The law provides a “reasonable accommodation” for those students who don’t feel they can abide by the sex-specific law: schools should provide them with access to a single-occupancy restroom or changing room.
To enforce the law, the legislature created two different paths to ensure that recalcitrant schools and school districts comply. First, any non-compliant public school or district will suffer a 5% decrease in its funding for the next fiscal year. Second, parents can sue an offending school or district to force compliance.
One legal group that has done much to defend the privacy of children in schools and uphold parental rights is Alliance Defending Freedom (ADF). Through its Senior Counsel, Matt Sharp, ADF applauded the new Oklahoma law in a press release.
“Schools have a duty to protect the privacy, safety, and dignity of all students,” Sharp said. “No child should be forced into private spaces with someone of the opposite sex. Across the country—including in Oklahoma—school districts have adopted policies that open shower facilities, locker rooms, and even overnight accommodations to members of the opposite sex.

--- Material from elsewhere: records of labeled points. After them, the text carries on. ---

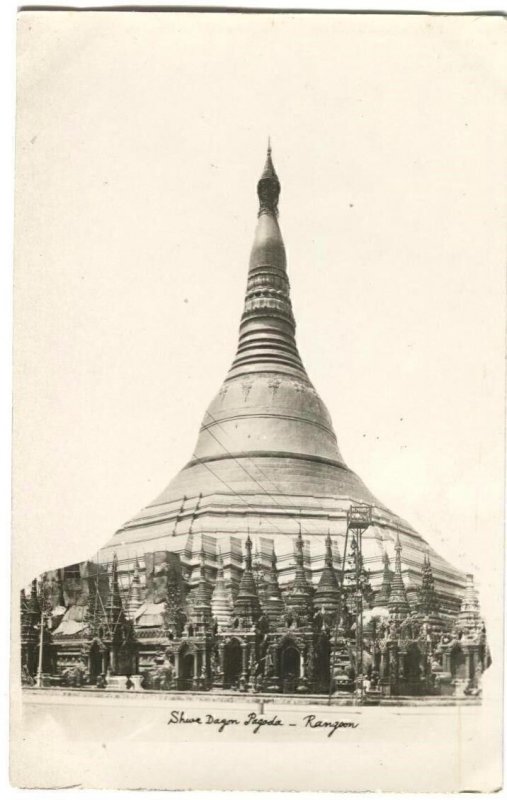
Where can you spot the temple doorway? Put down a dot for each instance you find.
(458, 663)
(232, 663)
(187, 666)
(290, 668)
(96, 662)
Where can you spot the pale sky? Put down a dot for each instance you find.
(140, 141)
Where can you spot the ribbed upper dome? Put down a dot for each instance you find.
(267, 404)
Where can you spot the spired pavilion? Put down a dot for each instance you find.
(251, 571)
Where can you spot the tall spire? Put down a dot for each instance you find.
(398, 603)
(469, 617)
(114, 606)
(275, 606)
(299, 599)
(427, 599)
(221, 606)
(246, 605)
(267, 332)
(327, 594)
(268, 188)
(136, 593)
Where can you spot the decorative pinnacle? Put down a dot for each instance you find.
(268, 188)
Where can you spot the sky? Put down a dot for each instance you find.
(140, 140)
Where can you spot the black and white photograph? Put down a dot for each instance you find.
(259, 401)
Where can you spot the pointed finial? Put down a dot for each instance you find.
(268, 188)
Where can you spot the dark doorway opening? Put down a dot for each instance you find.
(232, 663)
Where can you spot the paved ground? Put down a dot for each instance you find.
(168, 741)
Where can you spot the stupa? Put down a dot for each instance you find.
(237, 577)
(267, 462)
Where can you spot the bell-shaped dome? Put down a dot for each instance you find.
(266, 461)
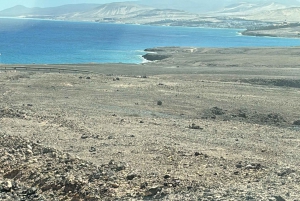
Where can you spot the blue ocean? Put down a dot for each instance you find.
(27, 41)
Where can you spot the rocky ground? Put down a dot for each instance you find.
(201, 124)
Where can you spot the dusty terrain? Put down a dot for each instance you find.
(202, 124)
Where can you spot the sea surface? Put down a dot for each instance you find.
(27, 41)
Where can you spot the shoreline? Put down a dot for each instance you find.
(207, 123)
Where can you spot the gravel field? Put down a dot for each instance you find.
(201, 124)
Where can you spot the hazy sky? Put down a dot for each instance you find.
(46, 3)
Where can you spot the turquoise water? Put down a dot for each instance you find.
(43, 41)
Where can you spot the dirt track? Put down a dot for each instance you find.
(227, 128)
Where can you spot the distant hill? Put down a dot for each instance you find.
(224, 14)
(205, 6)
(112, 10)
(123, 12)
(279, 15)
(22, 11)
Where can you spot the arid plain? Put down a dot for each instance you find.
(201, 124)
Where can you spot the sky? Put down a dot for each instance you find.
(48, 3)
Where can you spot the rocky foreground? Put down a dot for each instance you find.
(200, 124)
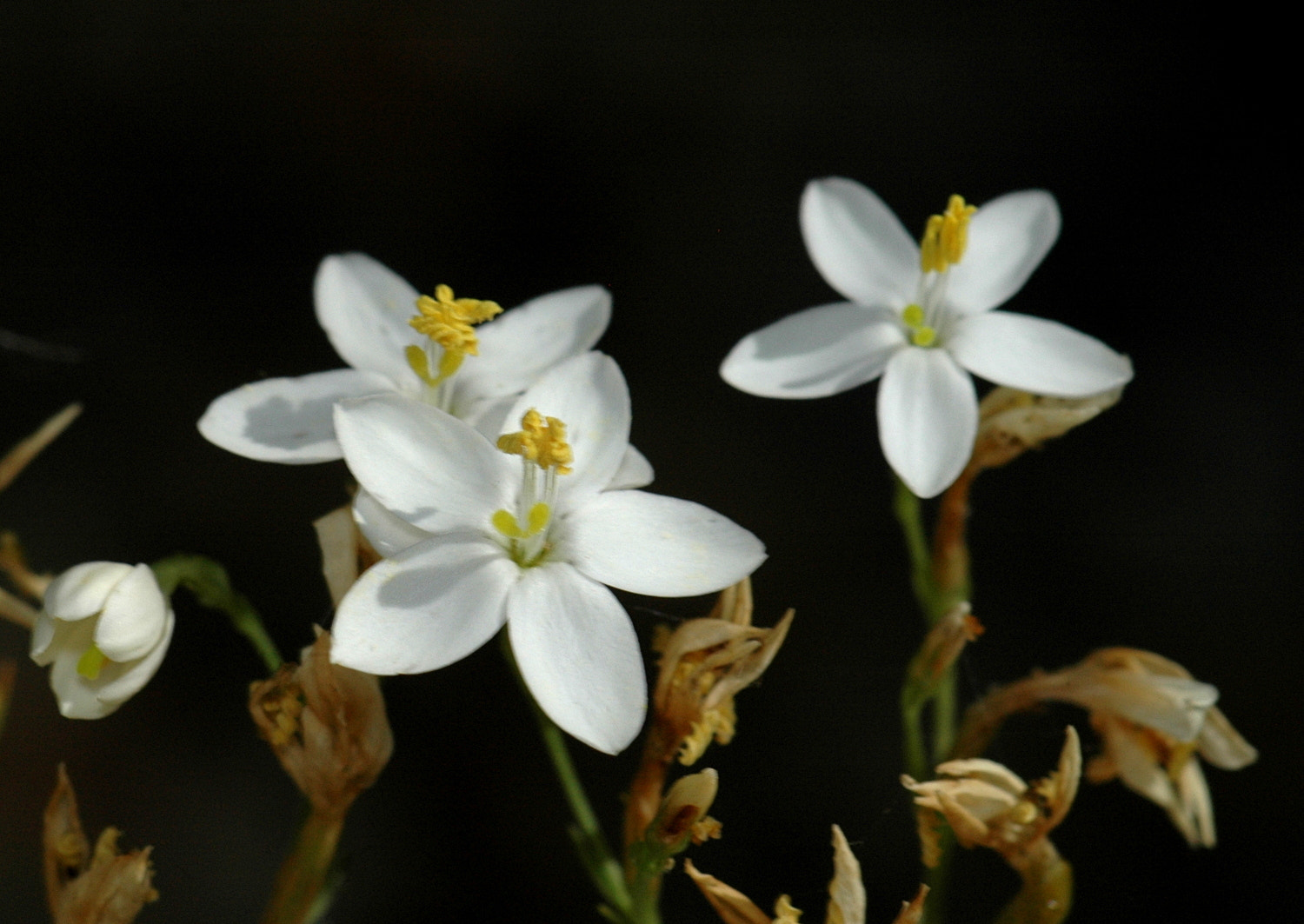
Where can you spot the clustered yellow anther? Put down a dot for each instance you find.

“By preserving sex-specific showers, locker rooms, and restrooms while also providing reasonable accommodations to students who are unwilling or unable to use facilities designated for their sex, this law ensures that school policies respect the privacy rights of all children. We commend Gov. Stitt and the Oklahoma Legislature for protecting the privacy, safety, and dignity of all students.”
It remains to be seen whether the Oklahoma law will stand up to a court challenge. At least two federal circuit court of appeals, the 4th and the 11th, have stunningly ruled that keeping boys and girls out of each other’s restrooms and locker rooms violates the 14th Amendment as well as Title IX, the federal education law prohibiting discrimination on the basis of sex.
And in the 4th Circuit case, the U.S. Supreme Court declined to review the circuit court’s decision, leaving its ruling intact.
Oklahoma is situated in the 10th Circuit, which has yet to rule on that issue.